Recommendations to improve Hong Kong’s corporate governance system


Syren Johnstone
Executive Director of the Master in Laws (Compliance & Regulation) Programme at the University of Hong Kong
Say H Goo


Time to read

3 Minutes

The ‘Report on Improving Corporate Governance in Hong Kong’, published by the Hong Kong Institute of Certified Public Accountants on 2 May 2018, assesses the strengths and weaknesses of Hong Kong’s corporate governance (CG) system, based on a study of the CG systems in the United Kingdom, the United States, Mainland China and Singapore.

The objective of the study was to produce implementable recommendations to improve Hong Kong’s CG system in a manner consistent with overarching objectives of fostering regulatory efficiency and long-term market competitiveness. For this purpose, it was important to recognize that the CG system in each jurisdiction has emerged in consequence of developments and experiences, successes and failures shaped by historical, political, legal, market, and social and cultural contexts—what works, or fails, in one jurisdiction might fail, or work, in another. Divergences in the concept of CG and how to measure it were also discussed.

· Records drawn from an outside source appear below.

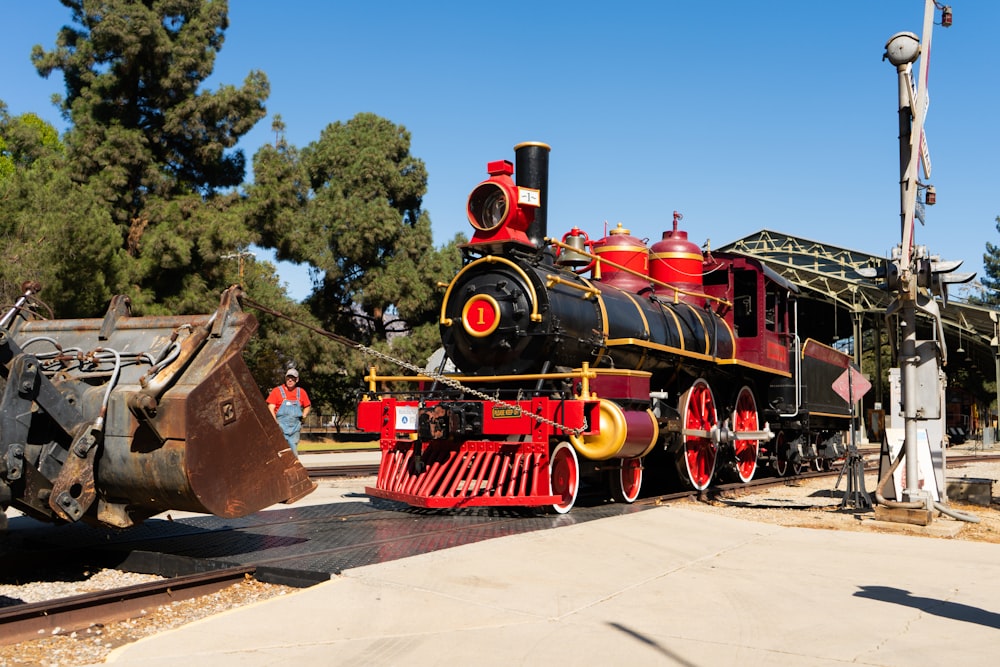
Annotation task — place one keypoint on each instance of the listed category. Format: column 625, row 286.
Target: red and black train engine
column 607, row 359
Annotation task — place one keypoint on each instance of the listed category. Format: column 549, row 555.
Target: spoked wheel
column 745, row 451
column 626, row 482
column 697, row 408
column 564, row 477
column 780, row 455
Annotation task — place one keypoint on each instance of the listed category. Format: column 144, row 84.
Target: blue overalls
column 289, row 417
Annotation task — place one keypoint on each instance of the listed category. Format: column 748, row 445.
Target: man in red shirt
column 289, row 404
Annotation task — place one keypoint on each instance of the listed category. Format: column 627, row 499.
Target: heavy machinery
column 110, row 421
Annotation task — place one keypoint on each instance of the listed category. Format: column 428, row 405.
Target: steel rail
column 79, row 612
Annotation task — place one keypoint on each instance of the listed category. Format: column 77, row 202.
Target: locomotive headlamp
column 498, row 209
column 488, row 206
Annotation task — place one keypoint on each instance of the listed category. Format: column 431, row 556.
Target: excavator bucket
column 114, row 420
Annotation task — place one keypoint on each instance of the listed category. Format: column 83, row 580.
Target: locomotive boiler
column 585, row 360
column 110, row 421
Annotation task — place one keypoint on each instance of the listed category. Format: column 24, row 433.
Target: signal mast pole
column 913, row 275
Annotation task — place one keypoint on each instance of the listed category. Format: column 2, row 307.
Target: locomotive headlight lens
column 489, row 206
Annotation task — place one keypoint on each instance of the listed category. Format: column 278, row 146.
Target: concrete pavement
column 668, row 586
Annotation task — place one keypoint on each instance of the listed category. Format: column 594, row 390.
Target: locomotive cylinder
column 623, row 434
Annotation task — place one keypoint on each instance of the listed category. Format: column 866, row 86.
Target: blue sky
column 742, row 116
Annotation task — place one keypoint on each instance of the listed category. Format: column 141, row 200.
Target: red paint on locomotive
column 691, row 359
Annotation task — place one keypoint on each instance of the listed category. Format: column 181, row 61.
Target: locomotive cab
column 760, row 314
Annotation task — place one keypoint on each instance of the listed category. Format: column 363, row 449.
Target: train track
column 26, row 621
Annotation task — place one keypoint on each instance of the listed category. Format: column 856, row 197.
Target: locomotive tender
column 600, row 360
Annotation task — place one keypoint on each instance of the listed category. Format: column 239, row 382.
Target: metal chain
column 454, row 384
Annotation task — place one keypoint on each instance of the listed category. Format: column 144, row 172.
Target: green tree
column 155, row 147
column 349, row 205
column 53, row 230
column 990, row 295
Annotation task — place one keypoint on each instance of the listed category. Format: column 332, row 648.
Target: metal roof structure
column 830, row 273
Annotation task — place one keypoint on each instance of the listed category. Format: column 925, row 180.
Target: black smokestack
column 531, row 169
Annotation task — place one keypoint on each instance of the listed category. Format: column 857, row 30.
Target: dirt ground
column 818, row 503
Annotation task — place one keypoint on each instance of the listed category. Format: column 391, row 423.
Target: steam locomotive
column 598, row 363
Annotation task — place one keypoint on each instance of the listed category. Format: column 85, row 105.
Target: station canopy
column 840, row 298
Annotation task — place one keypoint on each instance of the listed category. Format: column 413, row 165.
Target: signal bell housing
column 499, row 210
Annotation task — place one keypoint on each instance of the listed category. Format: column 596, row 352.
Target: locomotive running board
column 471, row 474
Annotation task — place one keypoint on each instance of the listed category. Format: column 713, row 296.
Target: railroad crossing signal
column 851, row 385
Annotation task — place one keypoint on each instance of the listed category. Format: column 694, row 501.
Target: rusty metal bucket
column 114, row 420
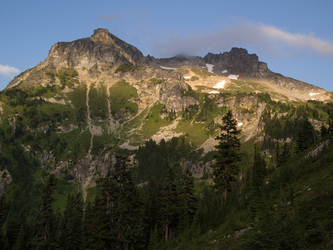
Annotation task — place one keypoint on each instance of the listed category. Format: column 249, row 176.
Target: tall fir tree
column 257, row 181
column 71, row 234
column 45, row 223
column 189, row 202
column 306, row 136
column 170, row 205
column 226, row 169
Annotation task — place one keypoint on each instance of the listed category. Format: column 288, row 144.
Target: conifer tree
column 71, row 225
column 306, row 136
column 3, row 210
column 285, row 155
column 45, row 223
column 169, row 205
column 189, row 203
column 118, row 212
column 226, row 169
column 257, row 179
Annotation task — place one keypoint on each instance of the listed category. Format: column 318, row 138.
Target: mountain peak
column 101, row 35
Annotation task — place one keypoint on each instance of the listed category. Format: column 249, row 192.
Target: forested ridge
column 273, row 191
column 283, row 201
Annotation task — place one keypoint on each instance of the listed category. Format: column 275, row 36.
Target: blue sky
column 294, row 37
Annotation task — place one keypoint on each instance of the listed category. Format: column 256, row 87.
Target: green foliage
column 67, row 77
column 194, row 78
column 226, row 169
column 157, row 81
column 190, row 92
column 201, row 72
column 306, row 136
column 122, row 96
column 155, row 159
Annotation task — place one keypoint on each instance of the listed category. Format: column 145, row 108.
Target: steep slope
column 97, row 95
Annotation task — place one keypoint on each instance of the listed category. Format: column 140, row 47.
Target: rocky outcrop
column 101, row 48
column 238, row 62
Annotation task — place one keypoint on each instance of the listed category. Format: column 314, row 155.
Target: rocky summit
column 106, row 94
column 102, row 147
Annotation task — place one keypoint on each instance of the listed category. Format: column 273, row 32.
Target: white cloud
column 8, row 71
column 269, row 39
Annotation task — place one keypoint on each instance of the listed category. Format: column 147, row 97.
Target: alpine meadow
column 102, row 147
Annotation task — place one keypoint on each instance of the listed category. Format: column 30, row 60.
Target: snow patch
column 210, row 67
column 168, row 68
column 312, row 94
column 219, row 85
column 235, row 77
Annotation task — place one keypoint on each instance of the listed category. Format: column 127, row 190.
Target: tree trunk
column 166, row 232
column 225, row 192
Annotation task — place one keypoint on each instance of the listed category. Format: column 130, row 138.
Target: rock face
column 101, row 47
column 238, row 62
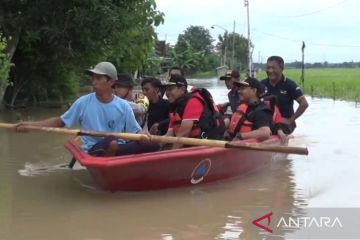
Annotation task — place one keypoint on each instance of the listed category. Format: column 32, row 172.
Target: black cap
column 124, row 80
column 176, row 80
column 231, row 74
column 251, row 82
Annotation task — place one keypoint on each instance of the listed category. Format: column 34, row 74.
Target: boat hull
column 171, row 168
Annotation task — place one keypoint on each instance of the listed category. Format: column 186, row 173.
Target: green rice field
column 336, row 83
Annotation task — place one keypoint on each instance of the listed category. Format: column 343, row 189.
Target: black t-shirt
column 159, row 112
column 286, row 91
column 234, row 100
column 259, row 118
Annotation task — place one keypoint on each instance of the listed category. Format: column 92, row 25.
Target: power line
column 313, row 12
column 311, row 43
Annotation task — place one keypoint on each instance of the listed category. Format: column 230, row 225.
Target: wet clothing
column 187, row 108
column 249, row 117
column 199, row 107
column 91, row 114
column 286, row 91
column 234, row 100
column 159, row 113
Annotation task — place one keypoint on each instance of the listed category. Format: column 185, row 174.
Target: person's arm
column 50, row 122
column 296, row 93
column 303, row 105
column 184, row 131
column 260, row 134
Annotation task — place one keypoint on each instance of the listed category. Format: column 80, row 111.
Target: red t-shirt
column 193, row 110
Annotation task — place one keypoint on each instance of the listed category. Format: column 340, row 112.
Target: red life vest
column 210, row 125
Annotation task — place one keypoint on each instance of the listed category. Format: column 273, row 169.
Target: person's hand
column 283, row 137
column 154, row 128
column 22, row 126
column 145, row 138
column 286, row 121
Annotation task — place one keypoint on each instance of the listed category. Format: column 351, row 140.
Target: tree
column 50, row 41
column 4, row 68
column 198, row 37
column 230, row 42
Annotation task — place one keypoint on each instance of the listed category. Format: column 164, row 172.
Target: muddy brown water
column 40, row 199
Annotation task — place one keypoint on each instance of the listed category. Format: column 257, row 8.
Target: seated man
column 157, row 117
column 253, row 118
column 190, row 114
column 100, row 111
column 233, row 95
column 123, row 88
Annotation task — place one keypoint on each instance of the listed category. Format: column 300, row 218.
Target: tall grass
column 336, row 83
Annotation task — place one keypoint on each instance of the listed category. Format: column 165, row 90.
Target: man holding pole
column 100, row 111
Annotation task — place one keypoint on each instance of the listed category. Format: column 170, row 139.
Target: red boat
column 172, row 168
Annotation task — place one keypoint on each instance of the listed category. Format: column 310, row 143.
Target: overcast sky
column 330, row 29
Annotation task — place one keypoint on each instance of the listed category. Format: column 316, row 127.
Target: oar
column 167, row 139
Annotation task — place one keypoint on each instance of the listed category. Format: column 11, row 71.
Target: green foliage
column 4, row 68
column 198, row 37
column 4, row 63
column 59, row 39
column 193, row 51
column 234, row 43
column 336, row 83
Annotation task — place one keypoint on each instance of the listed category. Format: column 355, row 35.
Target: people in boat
column 286, row 91
column 100, row 111
column 253, row 118
column 234, row 98
column 123, row 88
column 190, row 114
column 157, row 116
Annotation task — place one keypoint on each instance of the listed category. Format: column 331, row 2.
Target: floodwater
column 42, row 199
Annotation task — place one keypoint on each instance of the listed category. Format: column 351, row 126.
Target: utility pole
column 303, row 66
column 233, row 49
column 246, row 3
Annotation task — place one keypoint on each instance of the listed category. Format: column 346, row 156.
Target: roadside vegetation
column 335, row 83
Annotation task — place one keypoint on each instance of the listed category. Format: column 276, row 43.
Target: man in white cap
column 98, row 111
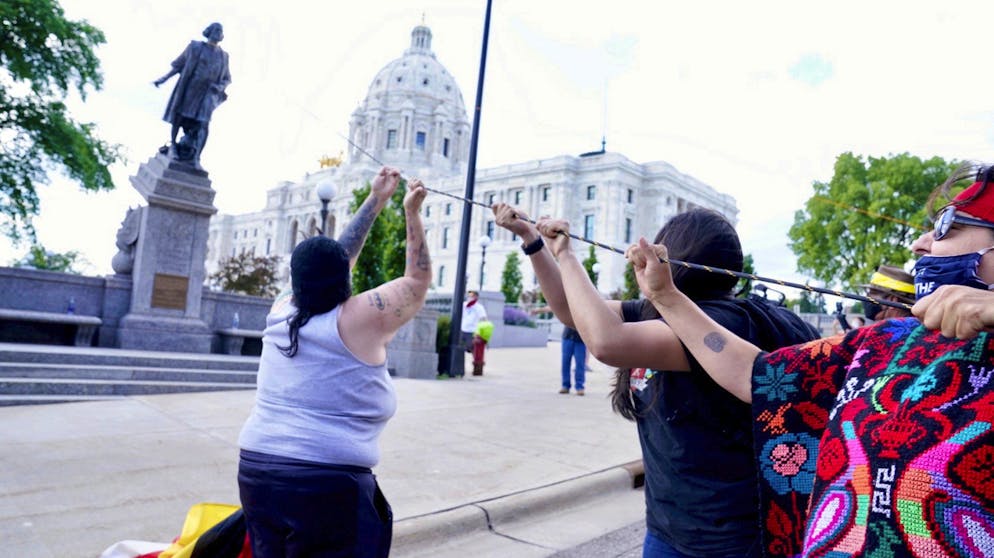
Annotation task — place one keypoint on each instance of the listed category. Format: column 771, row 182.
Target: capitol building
column 414, row 118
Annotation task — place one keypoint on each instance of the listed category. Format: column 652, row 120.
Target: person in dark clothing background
column 700, row 474
column 573, row 351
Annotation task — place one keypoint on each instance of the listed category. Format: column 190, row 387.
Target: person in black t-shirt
column 701, row 479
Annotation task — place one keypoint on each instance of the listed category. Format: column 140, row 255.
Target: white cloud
column 705, row 86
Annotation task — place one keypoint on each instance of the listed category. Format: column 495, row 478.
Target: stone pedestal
column 168, row 274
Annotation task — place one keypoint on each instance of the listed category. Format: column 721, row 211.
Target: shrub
column 443, row 325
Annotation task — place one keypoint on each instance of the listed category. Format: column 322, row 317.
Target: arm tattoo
column 714, row 341
column 424, row 261
column 376, row 300
column 355, row 233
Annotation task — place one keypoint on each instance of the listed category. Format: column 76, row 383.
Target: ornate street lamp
column 483, row 241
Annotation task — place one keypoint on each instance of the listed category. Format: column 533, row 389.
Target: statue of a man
column 203, row 76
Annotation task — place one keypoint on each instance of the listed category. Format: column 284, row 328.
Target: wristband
column 532, row 248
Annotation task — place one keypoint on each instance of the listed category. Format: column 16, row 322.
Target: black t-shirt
column 696, row 438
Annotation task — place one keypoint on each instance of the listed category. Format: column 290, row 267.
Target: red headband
column 983, row 206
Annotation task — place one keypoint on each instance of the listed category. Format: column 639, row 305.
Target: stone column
column 168, row 275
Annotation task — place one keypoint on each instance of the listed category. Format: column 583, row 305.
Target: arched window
column 293, row 236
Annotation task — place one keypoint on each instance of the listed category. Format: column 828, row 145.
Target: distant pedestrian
column 879, row 442
column 324, row 395
column 573, row 350
column 473, row 313
column 696, row 439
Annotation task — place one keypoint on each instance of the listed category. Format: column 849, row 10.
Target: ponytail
column 295, row 322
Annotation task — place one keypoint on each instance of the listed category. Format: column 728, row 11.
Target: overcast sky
column 754, row 98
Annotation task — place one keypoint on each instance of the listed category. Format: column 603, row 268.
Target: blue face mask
column 932, row 272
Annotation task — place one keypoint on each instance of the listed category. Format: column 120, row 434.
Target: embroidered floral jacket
column 879, row 443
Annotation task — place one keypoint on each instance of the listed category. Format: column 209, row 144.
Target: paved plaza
column 467, row 464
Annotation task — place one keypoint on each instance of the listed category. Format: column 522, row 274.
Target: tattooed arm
column 381, row 189
column 375, row 315
column 726, row 357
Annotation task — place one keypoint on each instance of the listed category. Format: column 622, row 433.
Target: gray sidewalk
column 464, row 462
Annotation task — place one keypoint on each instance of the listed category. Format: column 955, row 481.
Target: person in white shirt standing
column 473, row 313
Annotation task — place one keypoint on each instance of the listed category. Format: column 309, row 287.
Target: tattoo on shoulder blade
column 714, row 341
column 357, row 229
column 376, row 300
column 423, row 262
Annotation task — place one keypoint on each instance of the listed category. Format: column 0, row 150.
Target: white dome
column 413, row 115
column 416, row 74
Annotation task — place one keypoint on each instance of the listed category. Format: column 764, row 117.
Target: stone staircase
column 35, row 374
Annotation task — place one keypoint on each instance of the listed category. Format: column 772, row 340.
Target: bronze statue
column 203, row 71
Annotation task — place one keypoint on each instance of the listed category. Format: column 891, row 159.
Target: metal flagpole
column 456, row 356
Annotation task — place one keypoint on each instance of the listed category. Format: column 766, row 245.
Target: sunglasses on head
column 944, row 221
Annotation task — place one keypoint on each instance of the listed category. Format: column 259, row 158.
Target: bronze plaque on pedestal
column 169, row 291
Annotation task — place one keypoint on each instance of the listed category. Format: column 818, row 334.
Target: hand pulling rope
column 671, row 261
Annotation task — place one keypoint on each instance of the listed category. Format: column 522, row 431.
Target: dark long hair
column 319, row 275
column 699, row 236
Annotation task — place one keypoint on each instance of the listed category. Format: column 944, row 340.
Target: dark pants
column 300, row 509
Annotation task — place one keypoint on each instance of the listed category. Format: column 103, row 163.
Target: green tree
column 43, row 58
column 510, row 281
column 745, row 285
column 588, row 264
column 382, row 257
column 248, row 274
column 867, row 215
column 40, row 258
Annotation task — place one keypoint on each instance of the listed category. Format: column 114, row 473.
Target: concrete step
column 148, row 373
column 36, row 399
column 98, row 356
column 89, row 388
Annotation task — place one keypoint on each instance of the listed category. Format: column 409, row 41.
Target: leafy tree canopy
column 44, row 57
column 744, row 286
column 40, row 258
column 808, row 303
column 383, row 254
column 588, row 264
column 249, row 274
column 510, row 281
column 868, row 214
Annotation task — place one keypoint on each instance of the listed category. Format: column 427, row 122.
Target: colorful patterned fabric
column 879, row 443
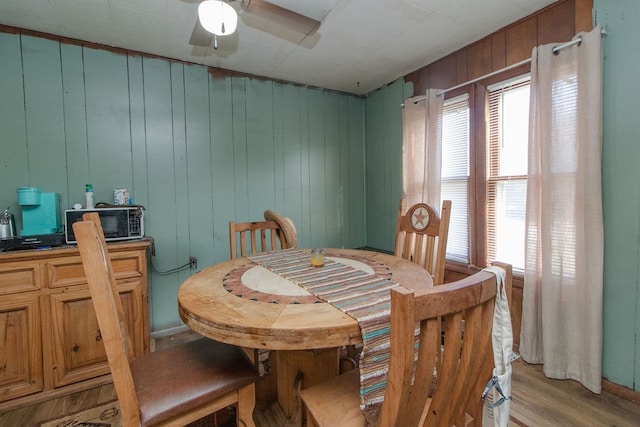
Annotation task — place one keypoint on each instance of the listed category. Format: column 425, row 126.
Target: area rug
column 106, row 415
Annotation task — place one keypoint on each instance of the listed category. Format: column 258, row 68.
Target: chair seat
column 181, row 378
column 336, row 401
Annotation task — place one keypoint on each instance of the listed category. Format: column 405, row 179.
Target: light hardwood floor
column 537, row 401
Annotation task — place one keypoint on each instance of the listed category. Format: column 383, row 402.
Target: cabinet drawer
column 20, row 346
column 69, row 271
column 20, row 277
column 76, row 351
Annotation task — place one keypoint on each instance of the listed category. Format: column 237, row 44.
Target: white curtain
column 562, row 302
column 422, row 149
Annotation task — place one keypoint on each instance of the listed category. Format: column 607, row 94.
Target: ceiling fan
column 264, row 16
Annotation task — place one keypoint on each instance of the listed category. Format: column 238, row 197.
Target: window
column 455, row 174
column 484, row 172
column 507, row 142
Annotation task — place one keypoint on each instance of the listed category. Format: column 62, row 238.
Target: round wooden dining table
column 242, row 303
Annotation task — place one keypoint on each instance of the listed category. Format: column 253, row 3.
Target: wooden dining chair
column 451, row 370
column 174, row 386
column 421, row 236
column 275, row 232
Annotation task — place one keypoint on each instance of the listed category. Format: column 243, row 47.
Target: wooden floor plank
column 537, row 401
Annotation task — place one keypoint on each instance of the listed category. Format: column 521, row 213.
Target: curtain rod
column 556, row 49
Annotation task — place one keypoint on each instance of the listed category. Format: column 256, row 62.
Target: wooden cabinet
column 50, row 342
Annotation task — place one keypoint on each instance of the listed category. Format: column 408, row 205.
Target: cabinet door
column 20, row 346
column 77, row 352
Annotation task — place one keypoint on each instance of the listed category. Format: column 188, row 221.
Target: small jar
column 317, row 257
column 88, row 192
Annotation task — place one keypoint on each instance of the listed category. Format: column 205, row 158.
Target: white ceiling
column 360, row 45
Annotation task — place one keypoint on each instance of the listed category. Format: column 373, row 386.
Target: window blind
column 455, row 174
column 507, row 143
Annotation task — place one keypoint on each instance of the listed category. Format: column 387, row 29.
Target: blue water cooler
column 39, row 211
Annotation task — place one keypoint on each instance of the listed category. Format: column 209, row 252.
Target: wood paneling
column 479, row 59
column 514, row 43
column 552, row 23
column 197, row 147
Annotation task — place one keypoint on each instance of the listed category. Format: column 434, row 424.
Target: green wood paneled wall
column 384, row 162
column 620, row 191
column 195, row 150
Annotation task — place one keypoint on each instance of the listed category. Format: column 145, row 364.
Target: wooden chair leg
column 310, row 422
column 246, row 405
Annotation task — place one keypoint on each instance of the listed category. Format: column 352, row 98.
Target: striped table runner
column 361, row 295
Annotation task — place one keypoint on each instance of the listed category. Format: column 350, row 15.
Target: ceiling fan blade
column 277, row 20
column 200, row 36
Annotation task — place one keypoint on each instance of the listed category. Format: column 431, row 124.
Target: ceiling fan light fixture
column 218, row 17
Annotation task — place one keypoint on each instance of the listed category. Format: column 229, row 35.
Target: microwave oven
column 118, row 223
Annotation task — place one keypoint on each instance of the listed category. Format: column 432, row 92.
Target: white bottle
column 88, row 192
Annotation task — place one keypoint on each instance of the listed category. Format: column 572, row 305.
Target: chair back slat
column 455, row 355
column 109, row 312
column 257, row 236
column 425, row 245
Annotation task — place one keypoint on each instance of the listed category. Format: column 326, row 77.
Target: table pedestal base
column 297, row 369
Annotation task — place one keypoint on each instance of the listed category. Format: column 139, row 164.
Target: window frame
column 478, row 123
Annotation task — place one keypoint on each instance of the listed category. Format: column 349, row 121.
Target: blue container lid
column 28, row 196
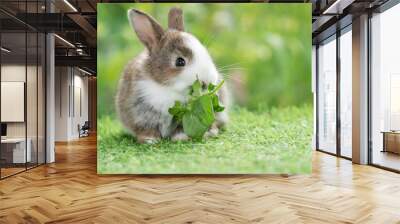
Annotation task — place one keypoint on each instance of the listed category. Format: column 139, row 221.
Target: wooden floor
column 70, row 191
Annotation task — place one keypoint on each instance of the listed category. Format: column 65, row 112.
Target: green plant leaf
column 198, row 114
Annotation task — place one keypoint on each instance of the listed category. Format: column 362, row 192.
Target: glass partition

Hong Kong’s dual responsibilities model in which the statutory regulator (SFC) and the stock exchange both have regulatory oversight of the listed market is somewhat unique. Overall, the model has worked well in response to significant developments including Hong Kong’s global position in the IPO market and the highly significant shift to the listing of Mainland enterprises that now account for the majority of market capitalization and trading. Yet, Hong Kong must do significantly better in a number of areas to protect its market and the shareholders who invest in it. The recommendations seek to address these concerns.

Board processes and standards: While each jurisdiction studied is dealing with similar types of issues the experience in each jurisdiction is markedly different, with some reforms having a positive effect, others not. In some instances, the market response to reform can be to game it to bring about an alternative outcome from the one intended by regulators, thus producing unexpected consequences. Hong Kong should adopt better mechanisms to protect shareholders from potential abuses of the board by strengthening the functions of the audit committee and independent directors, and requiring greater CG-related transparency.

Enforcement by shareholders: Shareholders’ rights are well established in Hong Kong law but are subject to important caveats as regards the ability of a shareholder to acquire information relevant to the identification of the infringement of a right, and to pursue that right in practice. Hong Kong has not followed the adoption by the UK and Mainland China of group/joint litigation. Shareholders also have no rights in relation to breaches of listing rule disclosure requirements, despite having (together with regulators) an expectation that directors and issuers will comply with them. This is important since breaches of CG standards in listing rules currently do not amount to legal causes of action, yet shareholders qua investors do consider the CG practices of an issuer in the total mix of information available to them.

Enforcement by regulators: The weak position of shareholders is exacerbated by the existence of an enforcement lacuna between the stock exchange and the SFC, whose powers are either too weak and ineffective, or too strong and insufficiently graduated in relation to a wrongdoing that does not warrant (or may not give rise to) court action. This represents a serious shortcoming in regulatory efficiency as compared to all the other markets studied and leaves many important CG standards set by the listing rules subject to ineffective enforcement. A number of the recommendations would enable earlier behaviour correction via more effective and graduated means of consequence management without requiring changes to the dual responsibilities model of regulatory oversight.

Non-Hong Kong incorporated companies: Cross-border enforcement issues and potential conflicts of law are not unique to Hong Kong. However, the preponderance of Mainland enterprises listed in Hong Kong lends a different emphasis to the problem and establishing more effective means of enforcement against these companies has become essential. Improving ex ante mechanisms of enforcement that provide for more effective early warning identification and correction mechanisms can work well in this regard. New cross-border enforcement arrangements with the Mainland specifically tailored to the public capital market may also need to be considered.

CG system architecture and policy: The Report observed significant differences in the way policy is developed and enforced in the different jurisdictions, and notes that the development of the Hong Kong market has in various ways outpaced policies on market development.

Many of the 28 recommendations made in the Report are relatively straightforward to implement, others require further work to be undertaken as to their more specific details and potential ramifications. A few specifically contemplate a further consultation or enquiry process. An important interim purpose is to generate discussion that may lead to an enhanced recognition and understanding of areas in need of reform when Hong Kong is examined against best practices internationally.

Syren Johnstone is a Principal Lecturer and the Executive Director of the LLM (Compliance & Regulation) programme at the Faculty of Law, University of Hong Kong, a Fellow of the Asian Institute of International Financial Law, a Director of Keel Consulting, and a Solicitor (England & Wales and Hong Kong) and a guest contributor to the Oxford Business Law Blog.

Say H Goo is Professor of Law at the University of Hong Kong and a guest contributor to the Oxford Business Law Blog.